Relatos de ingleses dão noção do espanto que era o Brasil colônia

REINALDO JOSE LOPES
SÃO PAULO, SP (FOLHAPRESS) – Não se descobrem mais continentes novos como há 500 anos, mas é possível ter uma noção bastante clara do espanto, do maravilhamento e, por vezes, do terror que era encontrar um “novo mundo” simplesmente lendo os relatos dos primeiros europeus a pisar nas Américas. Há abundância desse frescor da descoberta em “Ingleses no Brasil: Relatos de Viagem, 1526-1608”.
O livro, porém, não vale só pelas observações boquiabertas dos mercadores, náufragos e corsários do tempo da dinastia Tudor que acabaram na costa brasileira. Sheila Hue e Vivien Kogut Lessa de Sá, organizadoras, contextualizaram habilmente os relatos no panorama das relações internacionais na Europa.
Conturbado pela Reforma Protestante, o continente se fragmentou por motivos confessionais, de modo que o comerciante Roger Barlow deixou a Inglaterra quando ela ainda era católica e descreveu as Américas ao rei Henrique 8º quando o monarca já tinha cortado laços com Roma.
A maioria dos relatos produzidos no Reino Unido é bem menos conhecida do que a documentação francesa ou holandesa sobre o Brasil colonial. Segundo o livro, isso se dá, de um lado, porque a Inglaterra nunca empreendeu esforços para colonizar o Brasil; de outro, as narrativas inglesas são, em geral, fragmentos de coletâneas maiores sobre as Américas e outras áreas.
Nada disso diminui, porém, seu interesse histórico e até seu potencial de entretenimento. Quem poderia imaginar, por exemplo, que a capital pernambucana amargou um mês de ocupação por corsários ingleses (aliados a franceses e holandeses) em 1595?

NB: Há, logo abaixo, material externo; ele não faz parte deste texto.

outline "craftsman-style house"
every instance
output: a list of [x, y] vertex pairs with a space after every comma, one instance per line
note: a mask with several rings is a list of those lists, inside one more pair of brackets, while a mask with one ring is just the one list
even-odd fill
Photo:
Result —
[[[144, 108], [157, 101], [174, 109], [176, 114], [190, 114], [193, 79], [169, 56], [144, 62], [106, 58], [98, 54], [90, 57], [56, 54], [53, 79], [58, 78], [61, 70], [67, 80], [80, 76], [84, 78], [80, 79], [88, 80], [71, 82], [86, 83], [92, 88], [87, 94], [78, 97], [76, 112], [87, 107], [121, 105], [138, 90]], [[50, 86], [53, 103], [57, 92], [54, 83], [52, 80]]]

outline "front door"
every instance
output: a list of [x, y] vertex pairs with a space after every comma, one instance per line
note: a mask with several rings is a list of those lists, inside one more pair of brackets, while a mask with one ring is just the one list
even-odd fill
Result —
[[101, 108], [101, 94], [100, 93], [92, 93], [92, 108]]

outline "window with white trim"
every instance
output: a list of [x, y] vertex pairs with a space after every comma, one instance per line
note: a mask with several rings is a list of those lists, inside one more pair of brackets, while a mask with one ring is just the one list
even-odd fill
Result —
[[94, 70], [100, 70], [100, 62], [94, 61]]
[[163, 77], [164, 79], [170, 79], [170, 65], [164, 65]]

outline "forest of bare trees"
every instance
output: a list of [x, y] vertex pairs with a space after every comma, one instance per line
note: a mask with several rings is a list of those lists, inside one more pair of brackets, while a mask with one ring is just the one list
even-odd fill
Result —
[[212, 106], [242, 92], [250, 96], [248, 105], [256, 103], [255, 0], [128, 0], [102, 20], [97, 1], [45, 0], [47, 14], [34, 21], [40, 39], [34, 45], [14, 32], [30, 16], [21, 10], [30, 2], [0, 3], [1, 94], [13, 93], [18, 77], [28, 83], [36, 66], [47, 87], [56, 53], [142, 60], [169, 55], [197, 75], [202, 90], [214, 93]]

A narrativa do saque do Recife –alvo inglês por causa das especiarias armazenadas no local– é um momento de alívio cômico do livro. “Dois índios vieram a bordo [dos navios ingleses] numa jangada, fugindo de seus senhores. E eu […] interpelei um deles, que me respondeu com uma grande gargalhada –’em terra estão todos se cagando’.”
É difícil não se divertir com os mal-entendidos culturais e as análises culinárias. Pão feito com mandioca é tão bom quanto o similar europeu? “Cerveja” feita com milho mascado e fermentado empata com a inglesa em sabor, mas vale a pena encarar o nojo da mastigação?
E há a simpática resignação de John Whithall, radicado em Santos, no litoral paulista, e conhecido como João Leitão entre os vizinhos. “Eles vêm usando esse nome há tanto tempo que agora só me resta o manter”, diz ele numa carta.